Red line

The Philippines officially breached one million total COVID-19 cases on April 26, 452 days since it recorded its first case on Jan. 30, 2020, thus marking a distressing milestone in the country’s continuing uphill battle against the pandemic.

At 1.014 million cases as of April 27, the Philippines cemented its position as the second worst hit by the pandemic in Southeast Asia after Indonesia, and accounting for one of every three COVID-19 cases in the Association of Southeast Asian Nations.

In stark contrast, Vietnam, with a comparable population, tallied a total case count of a mere 2,852, with just 35 deaths against the Philippines’ 16,916. It was also one of a handful of countries whose economy actually grew in 2020 despite the crisis that has wreaked havoc on the global economy and plunged the Philippines into its worst postwar recession.

The grim statistics should be urgent reason for honest government introspection about serious missteps and oversights, as well as more decisive action to control the latest surge in infections. But Malacañang has again chosen to downplay the situation, appealing to the public to consider the more “positive” statistics, such as the high recovery and low death rates.

“Let us not just look into the one million cases,” said presidential spokesperson Harry Roque. “First, [more than] 900,000 have recovered so the active cases are [less than] 100,000… The surge in cases, it’s not only happening in the Philippines. Based on our world rankings, we can see that we are managing, [even with] the new variants, rather well.”

Health Secretary Francisco Duque III — who has been spared the ax by the President despite repeated calls for his resignation by various sectors over the bungling of the COVID-19 response — made the same spin last Monday: “I think we should focus on the recoveries more than the total number of affected individuals since [the] majority have already recovered.”

Burying their head in the sand, however, does not dispel the reality that the health care system has been stretched to its limit, particularly in the National Capital Region where 69 percent of intensive care unit beds for COVID-19 patients are occupied, just shy of the high-risk category. That also goes for 59 percent of isolation beds, 64 percent of ward beds, and 58 percent of ventilators.

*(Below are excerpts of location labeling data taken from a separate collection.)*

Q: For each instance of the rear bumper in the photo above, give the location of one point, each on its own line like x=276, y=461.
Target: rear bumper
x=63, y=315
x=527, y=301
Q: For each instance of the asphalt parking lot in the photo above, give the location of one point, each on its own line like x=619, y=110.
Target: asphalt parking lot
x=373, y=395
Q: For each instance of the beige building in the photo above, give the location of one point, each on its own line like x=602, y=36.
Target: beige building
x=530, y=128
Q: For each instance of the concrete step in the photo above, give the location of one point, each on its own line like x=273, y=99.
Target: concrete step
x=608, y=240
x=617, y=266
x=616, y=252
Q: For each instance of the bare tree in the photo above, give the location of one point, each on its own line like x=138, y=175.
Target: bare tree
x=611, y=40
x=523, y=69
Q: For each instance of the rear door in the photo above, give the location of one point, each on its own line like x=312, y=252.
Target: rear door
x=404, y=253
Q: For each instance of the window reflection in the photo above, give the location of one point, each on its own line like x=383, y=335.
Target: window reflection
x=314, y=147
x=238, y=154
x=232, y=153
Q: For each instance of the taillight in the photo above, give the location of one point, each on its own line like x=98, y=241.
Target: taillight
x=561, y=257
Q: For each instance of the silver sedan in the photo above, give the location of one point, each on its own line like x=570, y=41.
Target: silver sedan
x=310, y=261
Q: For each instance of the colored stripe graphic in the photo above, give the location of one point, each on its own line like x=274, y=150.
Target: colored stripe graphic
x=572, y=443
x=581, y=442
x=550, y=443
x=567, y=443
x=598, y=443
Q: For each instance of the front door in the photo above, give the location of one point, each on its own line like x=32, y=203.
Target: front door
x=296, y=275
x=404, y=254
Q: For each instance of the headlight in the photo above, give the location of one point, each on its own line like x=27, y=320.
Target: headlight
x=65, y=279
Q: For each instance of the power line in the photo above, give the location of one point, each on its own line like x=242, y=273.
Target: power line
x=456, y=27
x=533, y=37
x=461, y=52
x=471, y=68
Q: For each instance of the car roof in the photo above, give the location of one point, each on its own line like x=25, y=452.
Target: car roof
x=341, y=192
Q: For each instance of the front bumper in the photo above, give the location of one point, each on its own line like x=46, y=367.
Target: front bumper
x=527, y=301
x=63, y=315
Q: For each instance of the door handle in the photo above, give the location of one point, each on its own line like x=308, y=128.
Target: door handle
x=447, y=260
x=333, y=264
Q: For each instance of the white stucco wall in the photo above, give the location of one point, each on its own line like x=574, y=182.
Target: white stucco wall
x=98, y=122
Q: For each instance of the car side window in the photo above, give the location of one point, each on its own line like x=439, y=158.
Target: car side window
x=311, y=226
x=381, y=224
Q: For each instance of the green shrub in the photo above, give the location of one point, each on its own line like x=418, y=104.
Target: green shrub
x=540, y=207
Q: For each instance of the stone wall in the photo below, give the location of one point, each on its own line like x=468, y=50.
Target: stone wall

These worrying figures already mark an improvement following the return to strict quarantine measures beginning late March, a costly but necessary measure that is feared to delay the country’s economic recovery and will mean more business closures and job losses.

The official data may be vastly underestimated and the actual number could be even five times more, warned Sen. Joel Villanueva. “What is worrying is that we have reached this number on the crest of yet another surge. The daily installment which put us over the 1-million mark was again in several thousands, an alarming rate by global standards.”

Total new cases had been hitting 10,000 to 15,000 new cases a day early this month, when the Philippines was seeing twice as many infections than it recorded in August last year when health workers called for a “timeout” and the strictest quarantine controls were again imposed.

“Ang isang milyon ay red line na dapat magpaigting ng ating determinasyon na puksain ang pagkalat ng COVID-19” (One million is a red line that should bolster our determination to contain COVID-19), Villanueva added.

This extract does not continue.